Harry Porterfield says Hayley Butcher is someone you should know.

As a child, Hayley Butcher once said she wanted to make gymnastics her life work.

She's 22 now and in keeping with that pledge she coaches kids at the Midwest Training and Ice Center in Dyer Indiana.

"Little kids they actually make me enjoy the sport more. They have so much fun with it. I just enjoy working with them," said Butcher.

In Hayley Butcher they have a lot to look up to.

She is the Senior Women's Elite National Trampoline Champion and a member of the U.S. Trampoline Team.

"I never thought I would truly be the USA National champion," said Butcher.

Getting there was not easy.

"I was in Guadalajara, Mexico for the Pan American Championships," said Butcher.
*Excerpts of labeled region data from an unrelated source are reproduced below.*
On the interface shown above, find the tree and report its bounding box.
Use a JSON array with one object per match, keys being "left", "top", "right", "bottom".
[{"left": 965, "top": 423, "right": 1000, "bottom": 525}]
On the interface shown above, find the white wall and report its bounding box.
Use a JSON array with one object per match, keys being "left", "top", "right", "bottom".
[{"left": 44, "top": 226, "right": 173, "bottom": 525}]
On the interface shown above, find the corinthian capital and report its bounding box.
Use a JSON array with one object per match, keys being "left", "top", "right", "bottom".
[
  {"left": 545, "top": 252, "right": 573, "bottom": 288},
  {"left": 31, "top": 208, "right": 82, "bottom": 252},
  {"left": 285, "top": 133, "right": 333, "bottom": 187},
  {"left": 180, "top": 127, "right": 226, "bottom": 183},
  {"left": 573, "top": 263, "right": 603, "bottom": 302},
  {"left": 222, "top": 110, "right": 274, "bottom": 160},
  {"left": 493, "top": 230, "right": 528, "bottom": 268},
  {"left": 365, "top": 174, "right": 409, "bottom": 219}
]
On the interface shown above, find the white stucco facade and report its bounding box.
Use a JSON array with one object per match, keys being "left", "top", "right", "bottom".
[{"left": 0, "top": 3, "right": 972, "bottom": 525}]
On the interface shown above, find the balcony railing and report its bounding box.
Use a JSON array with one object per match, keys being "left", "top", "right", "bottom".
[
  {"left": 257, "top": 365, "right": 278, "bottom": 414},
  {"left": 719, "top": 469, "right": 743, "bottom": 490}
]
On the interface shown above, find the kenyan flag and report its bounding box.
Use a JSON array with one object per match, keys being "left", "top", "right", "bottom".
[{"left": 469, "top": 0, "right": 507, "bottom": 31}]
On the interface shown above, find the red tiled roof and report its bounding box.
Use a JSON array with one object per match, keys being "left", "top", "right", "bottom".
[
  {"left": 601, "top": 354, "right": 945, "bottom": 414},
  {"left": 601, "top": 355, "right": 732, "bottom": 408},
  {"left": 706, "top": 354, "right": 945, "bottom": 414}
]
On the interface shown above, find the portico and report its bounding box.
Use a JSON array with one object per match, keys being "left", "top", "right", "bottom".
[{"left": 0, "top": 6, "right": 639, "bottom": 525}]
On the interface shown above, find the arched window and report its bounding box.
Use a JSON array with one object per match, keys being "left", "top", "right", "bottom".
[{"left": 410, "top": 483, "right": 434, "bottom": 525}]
In 2010 she had a full left knee reconstruction after landing the wrong way during a training session.

"Trampoline, you take spills a lot. It's only so big, so you're bound to go off of it. I dislocated my left leg to the side," said Butcher.

"I wanted to be part of the team, I was there to represent the U.S. I was not sure if I was ever going to jump trampoline again."

She was sidelined for a year.

"I want kids to know that it's possible to come back from an injury that significant," said Butcher.

Hayley became a gymnast at the age of five, as a therapy because her doctors discovered she was suffering from juvenile rheumatoid arthritis.

"My parents thought it would be good rehab with the stretching and working-out all the time," said Buther.

Even now she is still troubled by the ailment.

"I do get some flare ups here and there, but it's rally under control," said Butcher.

Harry Porterfield asked her coach Oleg Fedesov about the Olympics himself a Russian Trampoline Champion if she can go all the way.

"Yes, She can come to Olympics champion and after that we will see. For another three years of qualifying to Olympic champion," said Fedesov.